AT&T and the iPhone 4 Pre-Order Debacle

Yesterday, we’re told, the crush of fanatical fanboys pre-ordering iPhones brought AT&T’s servers to their knees.  Apple and AT&T pre-sold 600K iPhones, and we’re told they processed 13 million eligibility requests during the day, as people tried over and over to get through.  Random reports surfaced about how the crushing load “crippled” AT&T’s internal network, and caused security glitches and the exposure of private customer data (again).

We’re supposed to believe that this overwhelming traffic load was unprecedented and brought their systems to a screeching halt.  Well, at least AT&T’s systems — Apple’s systems seemed fine if you weren’t going through the eligibility portion of the check.

Here’s the problem, though — if you run the numbers, and know something about web/database applications, it just doesn’t add up.

13 million database queries sounds like a lot.  But let’s say that all of these queries largely happened in the first 12 hours of the day yesterday, instead of spreading them out over the full 24 hour cycle.  That’s 1.08MM queries per hour, or 300 queries per second, on average.

I don’t know if it sounds like a lot to you, but it’s really not.  Here’s a Google query on “mysql queries per second” just to get a general idea of what people are doing out there.  Many of the results range from 2003 through the present, and folks are doing a LOT more than this.  With clustering and various attempts to scale out, folks are doing 10-20K per second.  Oracle, properly tuned, can do thousands to tens of thousands of transactions (operations that change data, not just read it) per second.

I’m not a database expert, but I’ve worked around and with them for years, and I’ll say that 300 queries per second on average is not something that should cause one of the largest (and oldest, if one considers them the heir of the Bell System) telecom companies in the world to crumple under the load.

But traffic is bursty, not uniformly distributed.  So even if they saw periods with 10-50x greater load than average, we’re still in the ballpark for reasonable performance on a pure database query.  Note that I’m assuming that eligibility is a somewhat simple database query; we gave three items of data which obviously form a compound primary key, and AT&T is supposed to return some information about eligibility for upgrade:  perhaps date, perhaps a few other bits of info.

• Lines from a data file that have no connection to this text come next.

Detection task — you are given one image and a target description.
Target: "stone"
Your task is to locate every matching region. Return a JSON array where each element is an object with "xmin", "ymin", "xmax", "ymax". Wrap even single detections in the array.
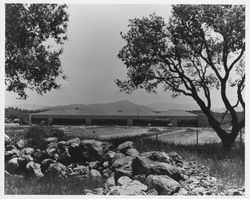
[
  {"xmin": 44, "ymin": 162, "xmax": 66, "ymax": 178},
  {"xmin": 21, "ymin": 147, "xmax": 35, "ymax": 156},
  {"xmin": 102, "ymin": 151, "xmax": 116, "ymax": 162},
  {"xmin": 89, "ymin": 169, "xmax": 102, "ymax": 182},
  {"xmin": 141, "ymin": 151, "xmax": 172, "ymax": 163},
  {"xmin": 26, "ymin": 162, "xmax": 44, "ymax": 178},
  {"xmin": 5, "ymin": 157, "xmax": 19, "ymax": 173},
  {"xmin": 117, "ymin": 176, "xmax": 132, "ymax": 186},
  {"xmin": 145, "ymin": 175, "xmax": 181, "ymax": 195},
  {"xmin": 41, "ymin": 159, "xmax": 56, "ymax": 173},
  {"xmin": 4, "ymin": 134, "xmax": 12, "ymax": 146},
  {"xmin": 67, "ymin": 138, "xmax": 81, "ymax": 148},
  {"xmin": 112, "ymin": 156, "xmax": 133, "ymax": 168},
  {"xmin": 125, "ymin": 149, "xmax": 139, "ymax": 157},
  {"xmin": 16, "ymin": 139, "xmax": 29, "ymax": 149},
  {"xmin": 4, "ymin": 149, "xmax": 20, "ymax": 162},
  {"xmin": 89, "ymin": 161, "xmax": 100, "ymax": 169},
  {"xmin": 44, "ymin": 137, "xmax": 57, "ymax": 144},
  {"xmin": 117, "ymin": 141, "xmax": 134, "ymax": 153},
  {"xmin": 146, "ymin": 189, "xmax": 159, "ymax": 196},
  {"xmin": 78, "ymin": 140, "xmax": 103, "ymax": 161},
  {"xmin": 132, "ymin": 156, "xmax": 183, "ymax": 181}
]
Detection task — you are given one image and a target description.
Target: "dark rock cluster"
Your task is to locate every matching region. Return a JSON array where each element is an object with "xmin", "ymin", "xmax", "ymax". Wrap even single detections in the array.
[{"xmin": 5, "ymin": 136, "xmax": 245, "ymax": 195}]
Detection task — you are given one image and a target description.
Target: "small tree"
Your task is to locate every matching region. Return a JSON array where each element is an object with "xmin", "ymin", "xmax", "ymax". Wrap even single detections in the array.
[
  {"xmin": 116, "ymin": 5, "xmax": 245, "ymax": 149},
  {"xmin": 5, "ymin": 4, "xmax": 68, "ymax": 99}
]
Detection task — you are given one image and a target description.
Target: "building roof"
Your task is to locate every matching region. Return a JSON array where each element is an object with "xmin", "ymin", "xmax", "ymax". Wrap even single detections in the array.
[{"xmin": 32, "ymin": 108, "xmax": 197, "ymax": 117}]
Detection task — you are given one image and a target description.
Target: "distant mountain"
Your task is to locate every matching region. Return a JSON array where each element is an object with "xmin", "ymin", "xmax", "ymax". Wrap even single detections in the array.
[
  {"xmin": 45, "ymin": 100, "xmax": 154, "ymax": 114},
  {"xmin": 5, "ymin": 104, "xmax": 47, "ymax": 110},
  {"xmin": 146, "ymin": 102, "xmax": 200, "ymax": 111}
]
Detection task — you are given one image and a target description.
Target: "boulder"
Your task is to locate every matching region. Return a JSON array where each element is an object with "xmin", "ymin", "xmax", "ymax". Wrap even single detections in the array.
[
  {"xmin": 102, "ymin": 151, "xmax": 116, "ymax": 162},
  {"xmin": 26, "ymin": 162, "xmax": 43, "ymax": 178},
  {"xmin": 5, "ymin": 157, "xmax": 19, "ymax": 173},
  {"xmin": 125, "ymin": 149, "xmax": 139, "ymax": 157},
  {"xmin": 132, "ymin": 156, "xmax": 183, "ymax": 181},
  {"xmin": 4, "ymin": 134, "xmax": 12, "ymax": 146},
  {"xmin": 44, "ymin": 137, "xmax": 57, "ymax": 144},
  {"xmin": 58, "ymin": 146, "xmax": 71, "ymax": 166},
  {"xmin": 112, "ymin": 156, "xmax": 133, "ymax": 168},
  {"xmin": 44, "ymin": 162, "xmax": 66, "ymax": 178},
  {"xmin": 67, "ymin": 138, "xmax": 81, "ymax": 148},
  {"xmin": 117, "ymin": 141, "xmax": 134, "ymax": 153},
  {"xmin": 145, "ymin": 175, "xmax": 181, "ymax": 195},
  {"xmin": 141, "ymin": 151, "xmax": 172, "ymax": 163},
  {"xmin": 80, "ymin": 140, "xmax": 103, "ymax": 161},
  {"xmin": 4, "ymin": 149, "xmax": 20, "ymax": 162},
  {"xmin": 88, "ymin": 169, "xmax": 102, "ymax": 182},
  {"xmin": 16, "ymin": 139, "xmax": 29, "ymax": 149},
  {"xmin": 107, "ymin": 178, "xmax": 147, "ymax": 195},
  {"xmin": 21, "ymin": 147, "xmax": 35, "ymax": 156},
  {"xmin": 41, "ymin": 159, "xmax": 56, "ymax": 173}
]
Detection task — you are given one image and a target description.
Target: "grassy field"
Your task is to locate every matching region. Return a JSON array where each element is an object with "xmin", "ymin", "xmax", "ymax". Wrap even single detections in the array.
[{"xmin": 5, "ymin": 127, "xmax": 245, "ymax": 194}]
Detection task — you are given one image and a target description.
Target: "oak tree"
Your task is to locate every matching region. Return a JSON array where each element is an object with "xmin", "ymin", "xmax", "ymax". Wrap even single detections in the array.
[
  {"xmin": 116, "ymin": 5, "xmax": 245, "ymax": 149},
  {"xmin": 5, "ymin": 4, "xmax": 69, "ymax": 99}
]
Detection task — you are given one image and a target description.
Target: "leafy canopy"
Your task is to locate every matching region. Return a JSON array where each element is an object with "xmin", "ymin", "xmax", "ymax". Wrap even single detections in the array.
[
  {"xmin": 116, "ymin": 5, "xmax": 245, "ymax": 112},
  {"xmin": 5, "ymin": 4, "xmax": 69, "ymax": 98}
]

Let’s be generous and assume that 1K of data per eligibility request is returned (i.e., there’s little concern for efficiency).  That’s still only about 300K bytes per second of query results flowing back to Apple from AT&T, or about 2.4Mbps.  Again, perhaps bursting to 20-100Mbps for very brief periods of time.  In other words, a couple of DS3s or a fast ethernet cross-connect are sufficient to carry the data back and forth.  One imagines this shouldn’t strain AT&T’s internal network too much, despite random claims yesterday.

Of course, maybe the problem here isn’t database performance or bandwidth, but that AT&T did the eligibility checks as API calls through a large enterprise system where a single check builds and then tears down many EJBs or other enterprise objects. This might be closer to the truth for a performance bottleneck here.  Maybe the system was built to handle tens, but not hundreds or thousands, of requests per second.  That’s plausible, but kind of stupid for a large engineering company used to having millions of subscribers and doing business globally.  But I could buy it.

But you’d imagine that they’d have learned something from three previous “major” iPhone releases, and the iPad 3G release, and figured out an easier way to quickly respond to eligibility requests.  After all, my eligibility isn’t a rapidly changing variable — I’m eligible on a certain day, and they know what that day is.  Which means that the eligibility of every iPhone owner on the planet could have been precalculated easily just before the iPhone4 launch, and cached.  It’s not that much data, frankly.  You could have cached a table with the user’s phone number, last 4 SSN, and zip (the keys they ask you to enter) hashed, and a eligibility “price code”, in a few gigs of memory on all the app servers, and just statically responded to queries for the first 24 hours, if you were worried that your enterprise systems wouldn’t handle “first day” load.

Anyhow, these are just ballpark figures, and they could be wildly wrong about the instantaneous loads experienced, etc.  But the general point is, 13MM eligibility checks and 600K preorders isn’t really a lot of load and traffic.  Ask Amazon or eBay what “a lot” of transactions looks like.

Or better yet, AT&T, before the next launch, hire some of their ex-employees to take a look at your databases and systems.  Please.